Dentre os gastos elencados, com roupas, paramentos e outras futilidades, chama mais ainda a atenção do rei a reforma de uma cela, movendo-o a ir pessoalmente inspecioná-la. A sua conclusão é de que houve gastos além do necessário, um superfaturamento, digamos na linguagem de hoje, e ele ordena ao seu secretário de refazer os cálculos: diante da visão chinfrim, Luís XI constata que o que ali se gastou foi equivalente a “enterrar milhares para desenterrar um centavo” (Enterrer un écu pour déterrer un sou!, p. 807). A cela é, em todos os sentidos, um ultraje.
Mas não fica por aí. As ameaças veladas dos ministros e as intrigas entre eles, para ver quem mais tem ascendência sobre o rei, obrigam-no a compactuar com o orçamento e a distribuir honrarias e cargos, de modo a satisfazer a ganância de cada um deles. O rei tem consciência do mal que está fazendo, mas também está convicto de que, sem a concessão de benesses e a anuência, com o dinheiro dos impostos, à prodigalidade dos rapaces que o rodeiam, ele não terá aliados que o mantenham no cargo. A velhice e a doença, que o matariam no ano seguinte, 1483, não o incomodam tanto, quanto o medo de que a sua bastilha pessoal desabe.
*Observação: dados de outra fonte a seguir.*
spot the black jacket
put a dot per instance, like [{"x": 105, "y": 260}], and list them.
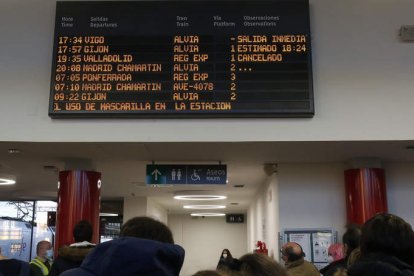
[
  {"x": 330, "y": 269},
  {"x": 69, "y": 257},
  {"x": 380, "y": 265}
]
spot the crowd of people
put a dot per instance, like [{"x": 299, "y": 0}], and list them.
[{"x": 383, "y": 246}]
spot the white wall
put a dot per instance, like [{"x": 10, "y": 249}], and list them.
[
  {"x": 362, "y": 81},
  {"x": 204, "y": 238},
  {"x": 400, "y": 184},
  {"x": 312, "y": 196},
  {"x": 143, "y": 206},
  {"x": 156, "y": 211},
  {"x": 134, "y": 207},
  {"x": 263, "y": 217}
]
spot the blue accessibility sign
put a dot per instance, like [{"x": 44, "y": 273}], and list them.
[{"x": 186, "y": 174}]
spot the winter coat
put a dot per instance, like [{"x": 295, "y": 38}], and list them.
[
  {"x": 70, "y": 257},
  {"x": 301, "y": 267},
  {"x": 380, "y": 265},
  {"x": 330, "y": 269},
  {"x": 131, "y": 256}
]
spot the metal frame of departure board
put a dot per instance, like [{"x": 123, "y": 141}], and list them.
[{"x": 182, "y": 59}]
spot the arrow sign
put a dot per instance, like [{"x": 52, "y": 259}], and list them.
[
  {"x": 156, "y": 173},
  {"x": 187, "y": 174}
]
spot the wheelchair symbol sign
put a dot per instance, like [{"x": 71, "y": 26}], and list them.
[{"x": 195, "y": 176}]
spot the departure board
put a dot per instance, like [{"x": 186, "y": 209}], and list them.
[{"x": 182, "y": 59}]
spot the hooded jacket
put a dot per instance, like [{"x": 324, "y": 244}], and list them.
[
  {"x": 301, "y": 267},
  {"x": 131, "y": 256},
  {"x": 70, "y": 257},
  {"x": 380, "y": 264}
]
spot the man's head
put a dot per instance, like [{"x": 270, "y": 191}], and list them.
[
  {"x": 147, "y": 228},
  {"x": 291, "y": 252},
  {"x": 254, "y": 264},
  {"x": 335, "y": 252},
  {"x": 351, "y": 238},
  {"x": 388, "y": 234},
  {"x": 82, "y": 231},
  {"x": 42, "y": 248}
]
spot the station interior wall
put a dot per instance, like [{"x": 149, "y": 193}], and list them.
[{"x": 363, "y": 91}]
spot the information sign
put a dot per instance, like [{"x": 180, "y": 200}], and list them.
[
  {"x": 173, "y": 59},
  {"x": 186, "y": 174}
]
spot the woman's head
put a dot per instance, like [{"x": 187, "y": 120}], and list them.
[
  {"x": 255, "y": 264},
  {"x": 388, "y": 234},
  {"x": 336, "y": 252}
]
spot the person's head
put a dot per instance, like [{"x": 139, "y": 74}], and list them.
[
  {"x": 147, "y": 228},
  {"x": 335, "y": 252},
  {"x": 291, "y": 252},
  {"x": 82, "y": 231},
  {"x": 42, "y": 249},
  {"x": 351, "y": 238},
  {"x": 207, "y": 273},
  {"x": 226, "y": 254},
  {"x": 255, "y": 264},
  {"x": 388, "y": 234},
  {"x": 354, "y": 256}
]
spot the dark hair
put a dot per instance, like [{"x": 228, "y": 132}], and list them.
[
  {"x": 40, "y": 244},
  {"x": 388, "y": 234},
  {"x": 82, "y": 231},
  {"x": 255, "y": 264},
  {"x": 147, "y": 228},
  {"x": 351, "y": 237}
]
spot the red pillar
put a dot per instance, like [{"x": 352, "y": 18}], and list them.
[
  {"x": 366, "y": 194},
  {"x": 78, "y": 199}
]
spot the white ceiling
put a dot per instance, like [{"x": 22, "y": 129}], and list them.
[{"x": 123, "y": 165}]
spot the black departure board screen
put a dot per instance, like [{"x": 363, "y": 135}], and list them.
[{"x": 190, "y": 59}]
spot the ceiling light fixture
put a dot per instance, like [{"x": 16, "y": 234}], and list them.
[
  {"x": 6, "y": 181},
  {"x": 199, "y": 197},
  {"x": 204, "y": 207},
  {"x": 108, "y": 215},
  {"x": 13, "y": 151},
  {"x": 207, "y": 214}
]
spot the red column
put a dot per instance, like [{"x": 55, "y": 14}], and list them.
[
  {"x": 78, "y": 199},
  {"x": 366, "y": 194}
]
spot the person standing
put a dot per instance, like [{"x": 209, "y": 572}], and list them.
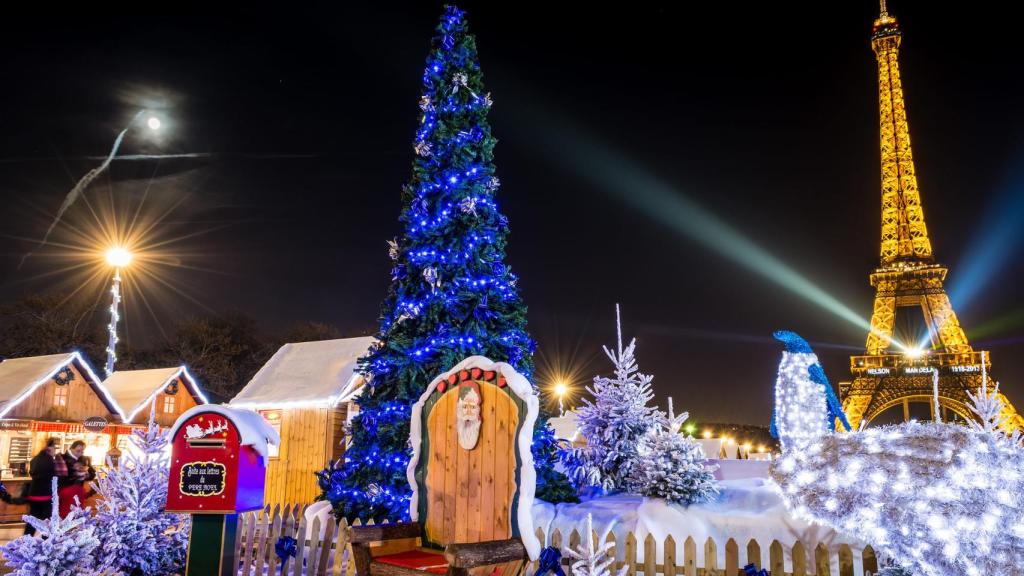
[
  {"x": 72, "y": 457},
  {"x": 43, "y": 467}
]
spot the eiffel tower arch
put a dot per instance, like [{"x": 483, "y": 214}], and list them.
[{"x": 893, "y": 373}]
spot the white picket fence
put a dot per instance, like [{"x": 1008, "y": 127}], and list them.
[{"x": 323, "y": 549}]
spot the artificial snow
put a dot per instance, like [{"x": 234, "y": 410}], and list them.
[
  {"x": 20, "y": 376},
  {"x": 747, "y": 508},
  {"x": 134, "y": 389},
  {"x": 322, "y": 373}
]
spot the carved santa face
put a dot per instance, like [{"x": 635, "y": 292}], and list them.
[{"x": 468, "y": 416}]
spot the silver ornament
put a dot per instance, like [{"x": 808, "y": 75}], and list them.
[
  {"x": 423, "y": 149},
  {"x": 468, "y": 205}
]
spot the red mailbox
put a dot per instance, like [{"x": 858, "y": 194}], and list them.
[{"x": 218, "y": 460}]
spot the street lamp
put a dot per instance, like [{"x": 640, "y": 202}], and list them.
[
  {"x": 560, "y": 391},
  {"x": 118, "y": 257}
]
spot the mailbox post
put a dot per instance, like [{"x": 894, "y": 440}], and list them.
[{"x": 218, "y": 467}]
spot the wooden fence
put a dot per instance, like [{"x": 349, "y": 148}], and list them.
[{"x": 329, "y": 553}]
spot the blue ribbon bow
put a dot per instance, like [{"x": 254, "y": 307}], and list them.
[
  {"x": 285, "y": 547},
  {"x": 551, "y": 561}
]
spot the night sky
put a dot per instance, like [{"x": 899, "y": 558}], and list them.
[{"x": 764, "y": 115}]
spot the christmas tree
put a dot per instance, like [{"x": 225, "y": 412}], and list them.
[
  {"x": 613, "y": 423},
  {"x": 136, "y": 536},
  {"x": 64, "y": 545},
  {"x": 451, "y": 295},
  {"x": 671, "y": 465},
  {"x": 593, "y": 559}
]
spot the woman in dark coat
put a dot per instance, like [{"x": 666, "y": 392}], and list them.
[{"x": 43, "y": 468}]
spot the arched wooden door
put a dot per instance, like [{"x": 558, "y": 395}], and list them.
[{"x": 470, "y": 471}]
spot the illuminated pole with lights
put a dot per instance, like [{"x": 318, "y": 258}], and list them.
[
  {"x": 119, "y": 258},
  {"x": 560, "y": 391}
]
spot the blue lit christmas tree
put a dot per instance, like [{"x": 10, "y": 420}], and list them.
[{"x": 451, "y": 294}]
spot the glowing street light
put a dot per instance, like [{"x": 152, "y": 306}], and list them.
[
  {"x": 914, "y": 354},
  {"x": 118, "y": 257},
  {"x": 560, "y": 391}
]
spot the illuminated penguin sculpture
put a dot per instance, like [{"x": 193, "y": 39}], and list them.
[{"x": 940, "y": 499}]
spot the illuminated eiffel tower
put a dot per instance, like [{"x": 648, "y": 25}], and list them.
[{"x": 894, "y": 373}]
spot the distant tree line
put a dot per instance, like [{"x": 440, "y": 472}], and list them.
[{"x": 222, "y": 352}]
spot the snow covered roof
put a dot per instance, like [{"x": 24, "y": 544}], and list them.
[
  {"x": 252, "y": 427},
  {"x": 20, "y": 376},
  {"x": 321, "y": 373},
  {"x": 134, "y": 389},
  {"x": 566, "y": 426}
]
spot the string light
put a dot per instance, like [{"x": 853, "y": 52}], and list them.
[{"x": 939, "y": 498}]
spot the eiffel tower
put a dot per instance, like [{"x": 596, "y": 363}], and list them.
[{"x": 893, "y": 373}]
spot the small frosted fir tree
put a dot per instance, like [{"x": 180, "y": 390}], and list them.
[
  {"x": 62, "y": 546},
  {"x": 613, "y": 423},
  {"x": 593, "y": 559},
  {"x": 138, "y": 537},
  {"x": 672, "y": 465}
]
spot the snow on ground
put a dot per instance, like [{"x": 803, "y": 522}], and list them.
[{"x": 749, "y": 507}]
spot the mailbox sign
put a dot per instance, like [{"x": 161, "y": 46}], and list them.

Trezentos anos depois da cena em questão, a Bastilha desabará. As razões por que isso acontecerá estão nessa visita de Luís XI e na constatação de que o reino se esvai em gastanças, compadrios e ambições pessoais. Do fundo de uma das celas, um prisioneiro, frágil, doente, encurvado pela idade, de voz quase inaudível e, ele mesmo, quase imperceptível, insta a clemência do rei... Diante de um prisioneiro sem dentes, à beira da sepultura (“nous sommes déjà tout prêt pour la porte du sépulcre”, p. 809), e do tanto que se dispensou na construção de uma sórdida cela, o rei só tem a constatar que se gastou um monte de ferro para aprisionar um tão leve espírito – Voilà bien du fer, dit le roi, pour contenir la légèreté d’un esprit! (p. 809). É o prenúncio da queda. Victor Hugo sabia. Ela passaria por isto, 20 anos depois da publicação de Notre-Dame de Paris (1832), entre 1852 e 1870, com a arbitrária ascensão de Napoleão III ao poder.
Não importa a quantidade de anos, não importa a força dos ferros, não importa a carranca da violência, não importa a indiferença com os desvalidos, um dia os espíritos leves far-se-ão superiores à prepotência e à injustiça. É quando as bastilhas desabam.